Bake bread?   I used to picture myself as an Earth mother.  Alas, I don’t bake bread or read the Whole Earth Catalogue.   But last week I made chocolate chip cookies, which anyone can make.  And then you dole them out over the week–just don’t weigh yourself ever again..

Paint?  We painted two walls of the bedroom and then took a break.    Ladders, tarps, paint, rollers…  fun, fun, fun. It’s time to finish walls 3 and 4.

Board games? I wish we could go to Barnes and Noble and buy a new game.  Scrabble, Monopoly, Clue:  they’re exhausting.  We could memorize our dictionary, I guess, and improve our Scrabble.  

Transcendental meditation?  Kurt Vonnegut thought it a harmless sop for the middle class, though his wife and daughter loved it, and he admitted they were serene. What’s the harm?   Maybe it’s time for me to sit cross-legged and say a mantra.  I can make up my own mantra, as can any blogger or writer.

Hope you’re feeling well.  AND HOW ARE YOU PASSING THE TIME?  

On Reading Kurt Vonnegut’s Nonfiction: Transcendental Meditation & Politics

Years ago, after my husband helped his parents move into a condo, he brought home a boxed set of Vonnegut that had belonged to his siblings.  The girls had, rather touchingly, divided the books and inscribed their names, along with the dates of their graduation, on the flyleaf.   When I came across this set the other day, I intended to read  Breakfast of Champions, but the cover fell off, so so I read Wampeters, Foma & Granfalloons instead.  (In case you want to know what the title means, it refers to concepts in his novel Cat’s Cradle.  My post is here.)

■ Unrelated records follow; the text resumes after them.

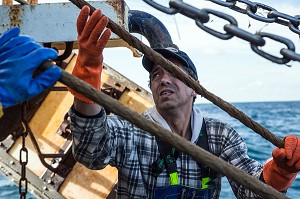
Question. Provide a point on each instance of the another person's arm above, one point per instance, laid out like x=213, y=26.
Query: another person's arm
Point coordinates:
x=281, y=170
x=19, y=58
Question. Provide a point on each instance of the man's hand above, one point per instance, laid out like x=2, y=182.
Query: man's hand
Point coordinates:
x=19, y=58
x=92, y=39
x=281, y=171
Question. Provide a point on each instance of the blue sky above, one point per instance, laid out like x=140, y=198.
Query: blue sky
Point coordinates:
x=229, y=69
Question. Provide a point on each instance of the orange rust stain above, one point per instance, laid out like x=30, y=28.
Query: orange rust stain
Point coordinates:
x=14, y=16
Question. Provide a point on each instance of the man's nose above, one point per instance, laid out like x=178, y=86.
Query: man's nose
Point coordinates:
x=166, y=78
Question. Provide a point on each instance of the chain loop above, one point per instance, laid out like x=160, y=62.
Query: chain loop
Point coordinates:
x=268, y=56
x=201, y=16
x=23, y=151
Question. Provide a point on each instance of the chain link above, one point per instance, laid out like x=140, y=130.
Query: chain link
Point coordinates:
x=23, y=152
x=201, y=16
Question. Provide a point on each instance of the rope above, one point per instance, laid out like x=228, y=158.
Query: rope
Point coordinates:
x=176, y=72
x=197, y=153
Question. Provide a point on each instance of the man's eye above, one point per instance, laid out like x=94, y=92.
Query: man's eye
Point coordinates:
x=154, y=75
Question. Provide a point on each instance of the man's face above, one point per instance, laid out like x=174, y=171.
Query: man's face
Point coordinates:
x=169, y=92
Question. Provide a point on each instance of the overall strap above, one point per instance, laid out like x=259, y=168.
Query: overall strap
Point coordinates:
x=168, y=156
x=207, y=174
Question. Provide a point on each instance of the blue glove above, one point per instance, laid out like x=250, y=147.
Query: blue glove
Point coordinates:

Wampeters, Foma & Granfalloons, published in 1974,  is a brilliant collection of essays, magazine pieces, and speeches. And I have to say, Vonnegut’s witty, charming, sometimes indignant and angry nonfiction may be his best work. Vonnegut always sees the larger picture, which is difficult for the rest of us to do.  He is also a moralist, but not in a way that interferes with the pleasure of reading. 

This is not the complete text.